インドネシア住民 中国資本の採掘に抗議

2024/06/13
更新: 2024/06/13

6月11日、インドネシア北スマトラ州の数十人の住民が、中国企業による採掘が農民の生計に影響を及ぼす可能性を懸念し、中国大使館前で開発計画の中止を要求して抗議した。

中央社によると、北スマトラ州ダイリ県(Dairi Regency)から来た住民や非政府組織「ヤヤサン・ディアコニア・ペランギ・カシ(YDPK)」は11日の正午、ジャカルタ南区にある中国大使館前でデモを行った。抗議者らは横断幕を掲げ、旗を振り、農作物を使った演劇で、中国企業による採掘が農民の生計に及ぼす影響を風刺した。

伝統衣装を着たダイリ県の住民、レイニー(Rainim Purba)さんは中央社に対し、「今日、中国(共産党)大使館に来たのは、中国企業がインドネシアのダイリ・プリマ鉱業会社(Dairi Prima Mineral)に融資して採掘計画を支援していることに非常に失望していることを、中国(共産党)政府とインドネシア政府に知ってもらいたい」と述べた。

住民の声と専門家の警告

抗議しに来た住民らは、採掘が環境に大きな破壊をもたらし、水源を汚染して農業に影響を与え、住民の日常生活に深刻な影響を与える可能性を懸念している。そのため「中国(中共)政府とインドネシア政府がこの採掘計画への支援を停止すること」を強く求めている。

レイニーさんは次のように述べた。

「私たちは何世代にもわたってダイリ県に住んでいる。採掘が私たちの生活や農地を脅かすことを懸念している。だからこそ、今日はここに来て声を上げ、中共大使館に訴え、インドネシアにいる中国の人々にも私たちの不安を知ってもらいたい」

YDPKの報道官、モニカ・シレガール(Monica Siregar)氏は「当地は自然災害が頻発しており、採掘には適していない。多くの専門家の研究によると、この地域での採掘は不適切だ。したがって、もし鉱山が稼働を開始すれば、それは大災害となるだろう」と指摘した。

同氏によれば、地元住民は政府が発行した開発許可に対して訴訟を起こし、この案件を最高裁に提出している。

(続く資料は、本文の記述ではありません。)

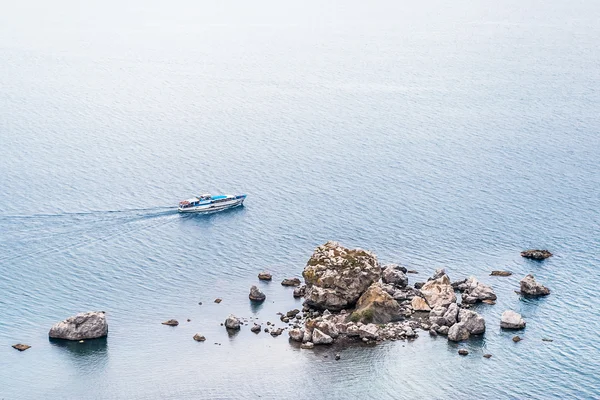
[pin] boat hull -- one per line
(212, 207)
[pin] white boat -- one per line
(209, 203)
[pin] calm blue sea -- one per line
(436, 134)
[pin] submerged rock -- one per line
(265, 276)
(536, 254)
(291, 282)
(21, 347)
(376, 305)
(511, 320)
(336, 276)
(319, 337)
(199, 338)
(256, 294)
(232, 322)
(530, 287)
(501, 273)
(90, 325)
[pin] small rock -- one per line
(256, 295)
(501, 273)
(232, 322)
(265, 276)
(199, 338)
(291, 282)
(536, 254)
(511, 320)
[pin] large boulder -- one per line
(474, 322)
(439, 291)
(376, 305)
(458, 332)
(512, 320)
(90, 325)
(319, 337)
(530, 287)
(475, 291)
(393, 275)
(336, 276)
(536, 254)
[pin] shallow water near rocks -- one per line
(436, 135)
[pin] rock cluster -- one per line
(336, 276)
(90, 325)
(530, 287)
(511, 320)
(536, 254)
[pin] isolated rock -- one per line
(438, 291)
(376, 305)
(458, 332)
(475, 291)
(256, 294)
(536, 254)
(394, 276)
(199, 338)
(319, 337)
(291, 282)
(296, 334)
(265, 276)
(474, 322)
(511, 320)
(530, 287)
(299, 291)
(336, 276)
(232, 322)
(90, 325)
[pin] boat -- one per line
(208, 203)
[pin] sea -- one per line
(435, 134)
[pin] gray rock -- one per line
(291, 282)
(474, 322)
(90, 325)
(475, 291)
(511, 320)
(393, 276)
(536, 254)
(319, 337)
(256, 294)
(232, 322)
(458, 332)
(296, 335)
(530, 287)
(336, 276)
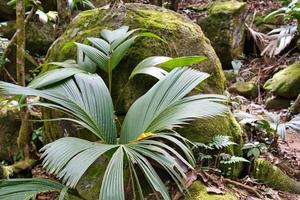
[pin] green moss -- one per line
(198, 191)
(276, 103)
(247, 89)
(272, 176)
(227, 7)
(182, 35)
(285, 83)
(204, 130)
(224, 26)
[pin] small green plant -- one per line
(164, 107)
(270, 122)
(214, 151)
(254, 149)
(290, 10)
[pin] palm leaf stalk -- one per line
(147, 135)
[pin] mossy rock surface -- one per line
(246, 89)
(272, 176)
(285, 83)
(198, 191)
(277, 103)
(182, 35)
(203, 131)
(224, 26)
(10, 124)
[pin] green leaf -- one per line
(221, 141)
(149, 66)
(63, 156)
(21, 189)
(111, 36)
(95, 55)
(100, 44)
(182, 61)
(164, 103)
(155, 66)
(149, 172)
(53, 76)
(234, 159)
(87, 100)
(112, 186)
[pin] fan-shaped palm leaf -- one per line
(18, 189)
(157, 66)
(87, 100)
(163, 102)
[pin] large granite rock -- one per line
(285, 83)
(223, 23)
(10, 124)
(182, 35)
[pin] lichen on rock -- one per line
(285, 83)
(246, 89)
(272, 176)
(183, 38)
(203, 131)
(224, 26)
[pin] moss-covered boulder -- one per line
(285, 83)
(182, 35)
(198, 191)
(7, 13)
(272, 176)
(246, 89)
(203, 131)
(223, 24)
(277, 103)
(9, 125)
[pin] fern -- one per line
(220, 142)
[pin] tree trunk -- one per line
(64, 13)
(24, 139)
(20, 23)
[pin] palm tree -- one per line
(147, 138)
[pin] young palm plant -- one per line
(147, 136)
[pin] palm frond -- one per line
(53, 76)
(87, 100)
(164, 102)
(234, 159)
(21, 189)
(221, 141)
(112, 186)
(157, 66)
(62, 157)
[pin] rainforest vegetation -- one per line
(149, 99)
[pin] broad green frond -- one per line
(149, 66)
(95, 55)
(100, 44)
(69, 158)
(21, 189)
(163, 101)
(112, 186)
(149, 172)
(221, 141)
(88, 101)
(234, 159)
(111, 36)
(155, 66)
(53, 76)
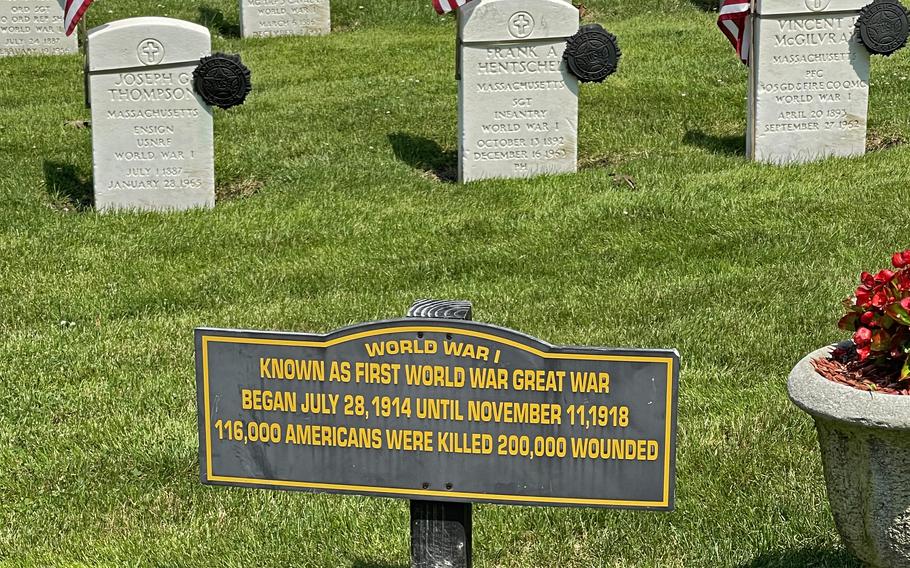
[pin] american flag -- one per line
(446, 6)
(74, 11)
(734, 22)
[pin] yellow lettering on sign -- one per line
(590, 382)
(402, 347)
(466, 350)
(410, 440)
(614, 449)
(538, 380)
(434, 376)
(487, 378)
(255, 399)
(291, 369)
(340, 372)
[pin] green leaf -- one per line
(848, 322)
(898, 313)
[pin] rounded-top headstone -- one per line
(883, 26)
(163, 41)
(592, 54)
(517, 20)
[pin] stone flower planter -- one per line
(865, 445)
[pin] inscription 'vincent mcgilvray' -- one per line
(810, 87)
(518, 104)
(34, 27)
(152, 134)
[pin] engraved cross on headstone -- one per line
(151, 50)
(521, 23)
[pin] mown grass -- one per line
(334, 213)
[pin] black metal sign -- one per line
(438, 410)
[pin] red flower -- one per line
(884, 276)
(862, 337)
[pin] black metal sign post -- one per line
(440, 531)
(442, 411)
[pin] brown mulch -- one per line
(865, 376)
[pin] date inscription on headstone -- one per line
(34, 27)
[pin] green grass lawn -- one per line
(334, 209)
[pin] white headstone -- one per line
(152, 135)
(517, 100)
(809, 81)
(268, 18)
(34, 27)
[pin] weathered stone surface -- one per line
(152, 135)
(34, 27)
(269, 18)
(865, 444)
(517, 100)
(809, 85)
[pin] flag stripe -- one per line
(74, 11)
(446, 6)
(734, 22)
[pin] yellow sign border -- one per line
(360, 489)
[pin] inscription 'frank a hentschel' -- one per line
(518, 102)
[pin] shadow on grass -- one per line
(214, 18)
(371, 564)
(68, 186)
(425, 155)
(805, 558)
(706, 5)
(729, 145)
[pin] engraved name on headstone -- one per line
(152, 134)
(269, 18)
(34, 27)
(809, 83)
(517, 100)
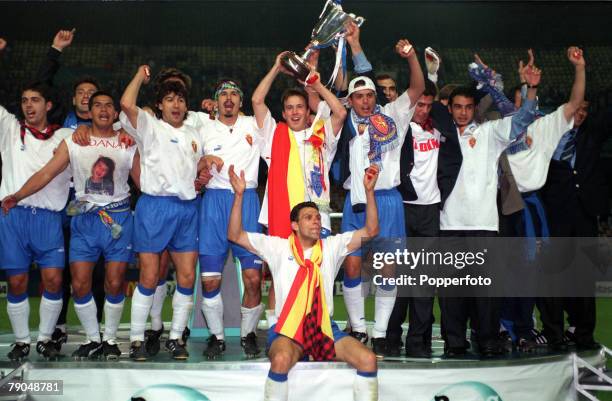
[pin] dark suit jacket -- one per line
(584, 185)
(449, 156)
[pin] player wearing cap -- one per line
(377, 135)
(229, 139)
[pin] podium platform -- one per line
(515, 377)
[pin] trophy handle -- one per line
(327, 3)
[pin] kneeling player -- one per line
(304, 268)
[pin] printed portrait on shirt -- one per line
(101, 180)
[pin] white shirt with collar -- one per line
(20, 161)
(530, 166)
(283, 267)
(239, 145)
(168, 156)
(329, 151)
(472, 204)
(424, 174)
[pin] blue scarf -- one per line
(382, 131)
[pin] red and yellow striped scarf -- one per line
(285, 181)
(305, 317)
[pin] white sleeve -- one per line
(7, 124)
(132, 152)
(401, 111)
(337, 245)
(323, 111)
(267, 134)
(266, 247)
(331, 141)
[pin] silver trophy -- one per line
(329, 29)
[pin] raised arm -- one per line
(259, 95)
(51, 64)
(235, 232)
(337, 109)
(575, 56)
(57, 164)
(526, 113)
(130, 95)
(371, 228)
(417, 81)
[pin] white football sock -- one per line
(19, 314)
(112, 318)
(158, 303)
(87, 314)
(354, 301)
(213, 313)
(181, 311)
(49, 311)
(365, 388)
(383, 304)
(141, 304)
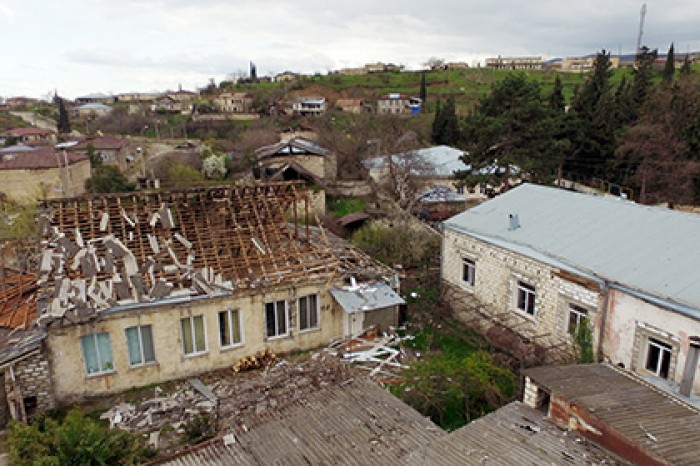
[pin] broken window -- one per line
(229, 328)
(139, 342)
(308, 312)
(276, 318)
(97, 352)
(193, 335)
(658, 358)
(526, 298)
(468, 272)
(577, 314)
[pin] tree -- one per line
(108, 179)
(62, 122)
(75, 440)
(513, 127)
(670, 66)
(423, 89)
(557, 102)
(445, 125)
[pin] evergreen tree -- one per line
(62, 122)
(557, 102)
(670, 66)
(445, 125)
(686, 69)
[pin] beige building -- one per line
(143, 288)
(43, 173)
(534, 264)
(514, 63)
(233, 102)
(312, 158)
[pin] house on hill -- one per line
(135, 289)
(29, 136)
(534, 264)
(398, 104)
(43, 173)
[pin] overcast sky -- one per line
(111, 46)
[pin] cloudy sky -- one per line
(112, 46)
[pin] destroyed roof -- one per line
(355, 423)
(41, 159)
(657, 422)
(512, 435)
(366, 297)
(106, 251)
(597, 237)
(296, 146)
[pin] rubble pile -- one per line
(163, 412)
(246, 399)
(381, 355)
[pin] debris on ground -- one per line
(381, 355)
(262, 358)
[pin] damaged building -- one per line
(136, 289)
(534, 264)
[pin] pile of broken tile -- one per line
(187, 401)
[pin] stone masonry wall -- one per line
(32, 379)
(497, 273)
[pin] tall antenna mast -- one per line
(642, 15)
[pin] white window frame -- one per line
(229, 331)
(529, 293)
(277, 333)
(664, 348)
(580, 312)
(105, 367)
(468, 272)
(139, 330)
(316, 312)
(194, 352)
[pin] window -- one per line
(308, 312)
(97, 352)
(276, 318)
(193, 335)
(229, 328)
(526, 298)
(577, 314)
(139, 342)
(468, 271)
(658, 358)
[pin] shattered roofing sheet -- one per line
(514, 435)
(364, 297)
(358, 423)
(99, 252)
(649, 249)
(629, 406)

YDPKは中国有色金属建設の公式発表を引用し、インドネシアのダイリ・プリマ鉱業会社が4月27日に、親会社である中国有色金属建設から2億4500万ドルの融資保証を受けたことを明らかにした。

シレガール氏は、「この採掘計画が住民に害をもたらすという証拠は多くある。にもかかわらず、インドネシア政府と中国企業はこの計画を推進し続けている。私は、中国(中共)政府がこの開発計画の融資に対して回答し、現地での採掘計画を中止するよう求める」と批判した。

米ボイス・オブ・アメリカ(VOA)は、ダイリ・プリマ鉱業会社の所有構造について報じた。同社の株式の51%は中国企業「中国非鉄鉱業集団」の子会社である「中国非鉄金属建設有限公司」が所有し、49%はインドネシアの石炭大手「ブミ・リソーシズ(Bumi Resources)」の子会社「ブミ・リソーシズ・ミネラルズ(Bumi Resources Minerals)」が所有している。